LONDON (AP) _ Mstislav Rostropovich, the Soviet-born cellist, and flutist James Galway will join other leading musicians in a charity concert tonight for victims of the Armenian earthquake.

The concert will be televised in six countries, including the Soviet Union, and broadcast live to an estimated 25 million listeners by the British Broadcasting Corp.'s World Service, according to a sponsor, The Times newspaper, and the BBC.

Prince Charles, heir to the British throne, and his wife Princess Diana were expected to be among the 2,000 specators at the sold-out Barbican Hall.

Organized by the British Association of Concert Agents, the concert is part of a ''Musicians for Armenia'' appeal, which expects to raise $452,000 from the concert, from donors, including 450 musicians worldwide, and from the film and recording rights to the concert.

Conductor Andre Previn, who will lead the English Chamber Orchestra at the concert, said at a rehearsal this afternoon that it was ''amazing'' that the musicians had been free. ''In our business everyone's booked up for the next two or three yers,'' he said. ''It was just good fortune that everyone could make it at such short notice.''

Rostropovich, who gave his first solo concert in Britain in nearly two decades on Friday also in aid of Armenia, will play Villa-Lobos' Bachianas Brasileiras No. 1. He will also play the piano in accompanying his Soviet-born wife, soprano Galina Vishnevskaya, in songs by Tchaikovsky. Rostropovich is of Armenian descent but an American citizen.

The program will include Galway playing Dubussy's Syrinx and Previn conducting the English Chamber Orchestra in Beethovan's Coriolan Overture.

Soviet pianist Andrei Gavrilov, whose family in Armenia escaped injury in last week's quake, will play Mozart and Chopin.

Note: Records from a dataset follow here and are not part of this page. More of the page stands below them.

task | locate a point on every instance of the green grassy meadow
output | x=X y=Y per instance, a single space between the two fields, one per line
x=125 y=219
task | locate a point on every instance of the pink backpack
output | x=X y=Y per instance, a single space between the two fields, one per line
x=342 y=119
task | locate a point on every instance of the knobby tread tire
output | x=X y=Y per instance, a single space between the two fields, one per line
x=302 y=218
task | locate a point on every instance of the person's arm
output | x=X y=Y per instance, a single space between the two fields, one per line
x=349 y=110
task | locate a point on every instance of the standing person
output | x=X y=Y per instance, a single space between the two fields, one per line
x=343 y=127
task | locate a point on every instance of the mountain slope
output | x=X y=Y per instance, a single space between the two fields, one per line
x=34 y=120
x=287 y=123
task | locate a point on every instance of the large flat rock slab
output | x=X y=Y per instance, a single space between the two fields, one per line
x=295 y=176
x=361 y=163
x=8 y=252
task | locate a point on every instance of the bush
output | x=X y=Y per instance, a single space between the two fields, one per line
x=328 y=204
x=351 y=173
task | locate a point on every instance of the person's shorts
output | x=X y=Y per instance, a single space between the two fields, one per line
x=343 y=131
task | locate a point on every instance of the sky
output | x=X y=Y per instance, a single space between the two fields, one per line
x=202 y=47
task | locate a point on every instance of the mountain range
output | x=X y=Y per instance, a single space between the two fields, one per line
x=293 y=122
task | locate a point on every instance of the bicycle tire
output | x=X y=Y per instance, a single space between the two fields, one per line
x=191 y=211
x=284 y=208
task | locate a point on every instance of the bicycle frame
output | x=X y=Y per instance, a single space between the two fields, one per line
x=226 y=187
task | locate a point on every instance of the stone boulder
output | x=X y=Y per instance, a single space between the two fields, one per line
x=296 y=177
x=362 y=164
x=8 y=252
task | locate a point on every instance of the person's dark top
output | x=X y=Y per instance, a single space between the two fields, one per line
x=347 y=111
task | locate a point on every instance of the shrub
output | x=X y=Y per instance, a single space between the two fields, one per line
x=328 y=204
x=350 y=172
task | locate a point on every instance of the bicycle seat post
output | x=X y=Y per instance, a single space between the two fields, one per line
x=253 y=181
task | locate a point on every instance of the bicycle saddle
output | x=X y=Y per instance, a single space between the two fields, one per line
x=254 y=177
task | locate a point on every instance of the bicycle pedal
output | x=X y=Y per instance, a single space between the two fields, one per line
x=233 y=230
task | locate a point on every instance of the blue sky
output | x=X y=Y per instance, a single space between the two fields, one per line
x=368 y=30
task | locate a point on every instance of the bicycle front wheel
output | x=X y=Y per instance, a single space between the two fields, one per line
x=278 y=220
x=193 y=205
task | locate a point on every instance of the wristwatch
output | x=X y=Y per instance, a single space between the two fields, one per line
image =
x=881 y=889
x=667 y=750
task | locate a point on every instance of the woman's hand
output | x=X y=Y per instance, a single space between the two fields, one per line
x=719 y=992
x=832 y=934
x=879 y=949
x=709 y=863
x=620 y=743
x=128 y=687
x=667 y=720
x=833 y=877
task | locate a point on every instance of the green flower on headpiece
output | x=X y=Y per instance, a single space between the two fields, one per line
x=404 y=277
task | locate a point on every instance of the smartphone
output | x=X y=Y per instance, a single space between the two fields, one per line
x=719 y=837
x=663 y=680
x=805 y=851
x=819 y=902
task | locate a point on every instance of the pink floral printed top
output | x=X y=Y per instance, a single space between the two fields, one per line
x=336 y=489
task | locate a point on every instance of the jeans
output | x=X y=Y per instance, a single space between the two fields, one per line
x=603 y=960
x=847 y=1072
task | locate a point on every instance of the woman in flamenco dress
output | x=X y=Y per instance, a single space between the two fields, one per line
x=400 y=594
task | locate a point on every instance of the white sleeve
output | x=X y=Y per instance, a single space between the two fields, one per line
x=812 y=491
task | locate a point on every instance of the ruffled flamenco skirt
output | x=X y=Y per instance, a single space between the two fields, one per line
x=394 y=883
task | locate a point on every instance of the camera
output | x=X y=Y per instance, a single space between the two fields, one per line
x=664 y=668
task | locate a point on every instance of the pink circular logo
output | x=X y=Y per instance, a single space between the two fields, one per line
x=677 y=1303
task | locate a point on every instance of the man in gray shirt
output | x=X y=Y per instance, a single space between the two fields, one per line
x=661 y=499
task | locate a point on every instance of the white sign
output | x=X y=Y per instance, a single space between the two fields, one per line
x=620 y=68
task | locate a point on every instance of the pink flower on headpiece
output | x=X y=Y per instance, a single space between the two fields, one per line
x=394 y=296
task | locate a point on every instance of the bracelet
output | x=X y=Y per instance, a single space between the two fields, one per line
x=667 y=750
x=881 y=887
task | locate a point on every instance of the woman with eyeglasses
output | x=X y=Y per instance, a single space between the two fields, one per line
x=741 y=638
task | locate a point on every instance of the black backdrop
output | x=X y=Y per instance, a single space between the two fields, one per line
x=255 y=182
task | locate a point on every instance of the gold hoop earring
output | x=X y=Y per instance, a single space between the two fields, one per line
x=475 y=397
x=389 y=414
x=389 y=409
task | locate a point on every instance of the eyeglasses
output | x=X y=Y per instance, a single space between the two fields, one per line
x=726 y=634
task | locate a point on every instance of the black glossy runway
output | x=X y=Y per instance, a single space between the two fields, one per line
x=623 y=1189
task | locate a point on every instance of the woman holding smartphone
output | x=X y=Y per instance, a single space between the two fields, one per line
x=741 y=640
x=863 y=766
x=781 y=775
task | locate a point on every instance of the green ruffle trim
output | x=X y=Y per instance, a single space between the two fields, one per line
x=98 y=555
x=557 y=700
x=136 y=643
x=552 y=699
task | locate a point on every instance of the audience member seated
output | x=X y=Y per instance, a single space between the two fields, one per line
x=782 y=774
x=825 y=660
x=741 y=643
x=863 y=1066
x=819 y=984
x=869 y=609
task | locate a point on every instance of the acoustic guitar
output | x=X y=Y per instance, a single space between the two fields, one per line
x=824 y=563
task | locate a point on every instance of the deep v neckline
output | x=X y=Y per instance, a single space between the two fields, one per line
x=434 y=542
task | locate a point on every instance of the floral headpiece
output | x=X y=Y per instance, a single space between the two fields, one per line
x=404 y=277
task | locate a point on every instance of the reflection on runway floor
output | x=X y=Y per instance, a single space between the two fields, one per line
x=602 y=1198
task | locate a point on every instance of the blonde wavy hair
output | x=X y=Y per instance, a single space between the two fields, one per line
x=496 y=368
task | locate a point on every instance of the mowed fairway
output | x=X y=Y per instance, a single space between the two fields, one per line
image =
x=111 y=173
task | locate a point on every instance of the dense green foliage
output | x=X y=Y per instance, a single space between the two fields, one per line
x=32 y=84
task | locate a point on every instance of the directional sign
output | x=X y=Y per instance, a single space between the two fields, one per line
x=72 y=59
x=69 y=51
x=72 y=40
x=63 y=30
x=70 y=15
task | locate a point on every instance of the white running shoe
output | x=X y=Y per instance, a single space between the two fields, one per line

The musicians will also include violist Yuri Bashmet, pianist Barry Douglas and violinist Cho-Liang Lin.

Everyone connected with the event, from program printers to Barbican staff and the musicians, donated their services.

The income plus the entire cost of the tickets, except tax, was to go to the British Red Cross Armenian Earthquake Appeal fund.

Tickets ranged in price from $18 to $45.

The Times reported that the concert was to be televised in Spain, the Netherlands, Ireland, Australia, Belgium and the Soviet Union.